Legacies of Lunacy
There's a moment in Ari Aster's first movie, Hereditary, where I found myself standing up, arms lifted as if to signal someone to stop, frozen. A few seconds earlier I'd been on the couch, enjoying what was evidently a slow build up to something, unsure about where this was leading. Then something happened. The tension had escalated, like something pushing metal doors forward, first just slightly bulging them, then bending, then stretching. The scene picked up speed, and suddenly, the force behind the doors grew, contorting them forward, and they exploded and released whatever was behind them. It happened in an instant. I, as a viewer, knew. The characters did not, not right away. I, however, did not notice I had shot up, instinctively, arms slightly raised and hands half-open, maybe to warn them, nor that it took me a few seconds before I realized I was still standing up, staring at the relative calm, waiting for the people in the screen to figure out what had happened.
Ari Aster's movies get classified as horror, because there isn't a better category.
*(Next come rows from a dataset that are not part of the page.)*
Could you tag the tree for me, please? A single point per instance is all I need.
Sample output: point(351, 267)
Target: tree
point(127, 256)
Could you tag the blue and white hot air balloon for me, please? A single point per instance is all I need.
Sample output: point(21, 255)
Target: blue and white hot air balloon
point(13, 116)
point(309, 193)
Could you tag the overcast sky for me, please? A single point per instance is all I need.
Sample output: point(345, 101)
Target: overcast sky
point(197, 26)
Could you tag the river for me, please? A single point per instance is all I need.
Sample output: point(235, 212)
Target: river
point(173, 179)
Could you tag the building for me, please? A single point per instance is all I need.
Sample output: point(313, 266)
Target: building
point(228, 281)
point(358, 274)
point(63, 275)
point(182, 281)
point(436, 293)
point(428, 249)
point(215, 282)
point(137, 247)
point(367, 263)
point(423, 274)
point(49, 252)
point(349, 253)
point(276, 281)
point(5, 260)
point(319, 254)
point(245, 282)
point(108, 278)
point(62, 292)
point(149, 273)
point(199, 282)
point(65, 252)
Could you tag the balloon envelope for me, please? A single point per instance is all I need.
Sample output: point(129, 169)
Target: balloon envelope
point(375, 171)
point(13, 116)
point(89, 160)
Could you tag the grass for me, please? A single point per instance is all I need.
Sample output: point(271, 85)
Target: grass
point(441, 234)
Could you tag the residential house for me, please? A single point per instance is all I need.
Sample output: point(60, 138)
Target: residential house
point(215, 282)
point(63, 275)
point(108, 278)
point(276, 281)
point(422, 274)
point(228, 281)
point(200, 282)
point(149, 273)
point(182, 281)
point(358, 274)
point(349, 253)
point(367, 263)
They have terrifying moments – Hereditary's last stretch is nerve-wracking – but his aim during the movie is not to shock you. Instead, Aster wants to unsettle you.
Midsommar is Ari Aster does The Wicker Man, and that should be enough of a warning.
No, not whatever was going on with Nicholas Cage's unintentionally hilarious remake, but Robin Hardy's 1973 classic of old rituals and sexual hang-ups.
Aster is clear about the template his story will follow. Instead of Scotland, he sets his story of foreigners visiting a pagan commune in Sweden during the summer solstice. This means we get scenes of casual horror and violence, wreathed in flowers and dressed in white, gorgeously lit against the midnight sun.
The four students we meet at the start – two from anthropology, one from psychology, and a fool of a friend – all accept the invitation having no idea what to expect. We do. They sleep in a communal house, its walls covered in murals depicting the cult's traditions. There are embroidered tapestries hanging around with pictorial instructions for love spells. Everything is spelled out around them. Their willful blindness is as much to blame for what happens to them as the villagers.
Midsommar's setting might be different from Hereditary, its scope wider, but they have a shared DNA. Their pacing, slow; their development, gradual; their sound design, pulsating and sudden. It cements Aster's status as the King of Family Freakouts and Legacies of Lunacy.
Midsommar, though, is not as tight as Hereditary, and the slower pace gives you more time to process the events. This has an unexpected effect: what happens doesn't feel as horrifying. Still, the fact that as viewers we start to become inured to the events might be the entire point. If the behavior can start to feel normal – expected, even – across two hours, what would happen if you grew up in that community?
By the same account, though, I don't imagine Midsommar will have the same staying power as Hereditary. I still flinch when I remember the latter's turning point, the moment that caused me to shoot up. I expect I'll remember Midsommar and grimace, but that my jaw will remain unclenched.
Still, if you are looking for something different, something that scratches a mental scab you have left alone for a while, Midsommar will gladly do it for you, and won't stop until you taste iron.